No one really knows what will happen on November 17. A wave of relief, satisfaction and congratulations from abroad because of the decision of Yugoslav and Serbian Governments to recommend to Kosovo Serbs to participate in the elections was also followed by no less influential wave of local rejection of this recommendation. First opinion polls of exiled Kosovo Serbs showed equal degree of unwillingness to vote for "Shqipetars" and ignorance of the basic technical details of the procedure. It seems that the remaining Serbs in Kosovo and Metohija are mostly against participating in the elections.

In that sense, no one, including Hans Haekkerup (who already made a slip by trying to "comfort" relatives of some 1,300 missing persons by saying that they were dead anyway) can disregard the fact that during 28 months of KFOR's and UNMIK's control over Kosovo the number of killed Serbs is several times higher than the number of returnees. Nevertheless, the fact that as of November 3, Belgrade has "recognised" the coming elections represents a strong argument in the hands of the international community: even in developed democracies low turnout of the electorate does not call into question this fundamental democratic institution.
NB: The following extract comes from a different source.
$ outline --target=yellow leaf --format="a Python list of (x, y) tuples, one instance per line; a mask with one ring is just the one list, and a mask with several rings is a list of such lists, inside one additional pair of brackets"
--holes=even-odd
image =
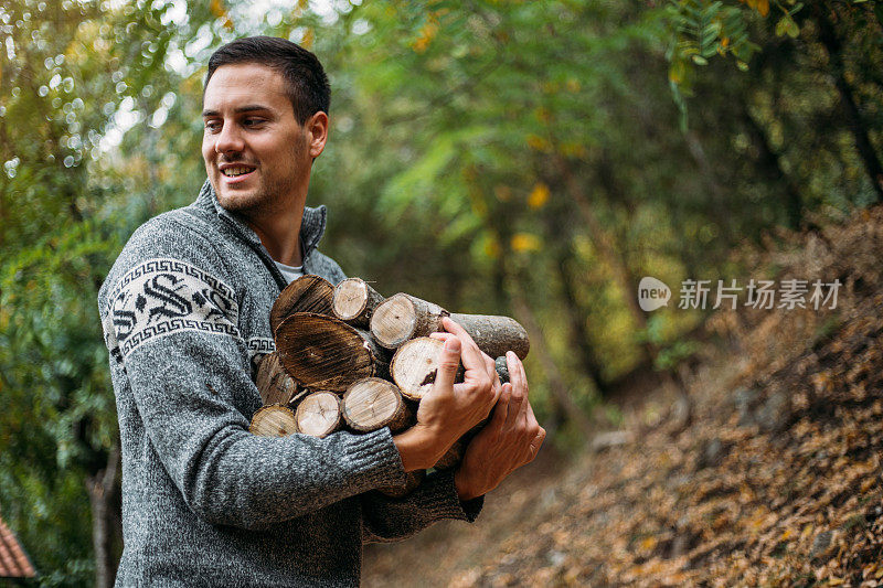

The elections will neither be jeopardised by the assessment of the Belgrade Centre for Free and Democratic Elections (CeSID) - which has 800 accredited observers in Kosovo and Metohija - that OSCE preparations have not made the control of voting lists and the procedure of determining the electoral results transparent to the extent required by Europe.

Basically expected, but nevertheless somewhat extorted Belgrade's decision to "encourage" the Kosovo Serbs to go to the polls on November 17 - irrespective of Kostunica's statement that it "was not made under the pressure of the international community, but under the pressure of reality" - will, in the coming months, enable the Yugoslav authorities to dedicate themselves to some other, equally important issues, with less strain and greater understanding of the international community. Among others, those are: problems with debt rescheduling, survival of the federal state and of ruling coalitions. Many more elections, referenda and "pressures of the reality" are ahead of Yugoslavia, Montenegro, Serbia and, for the time being, Vojvodina too. But, that's quite another story.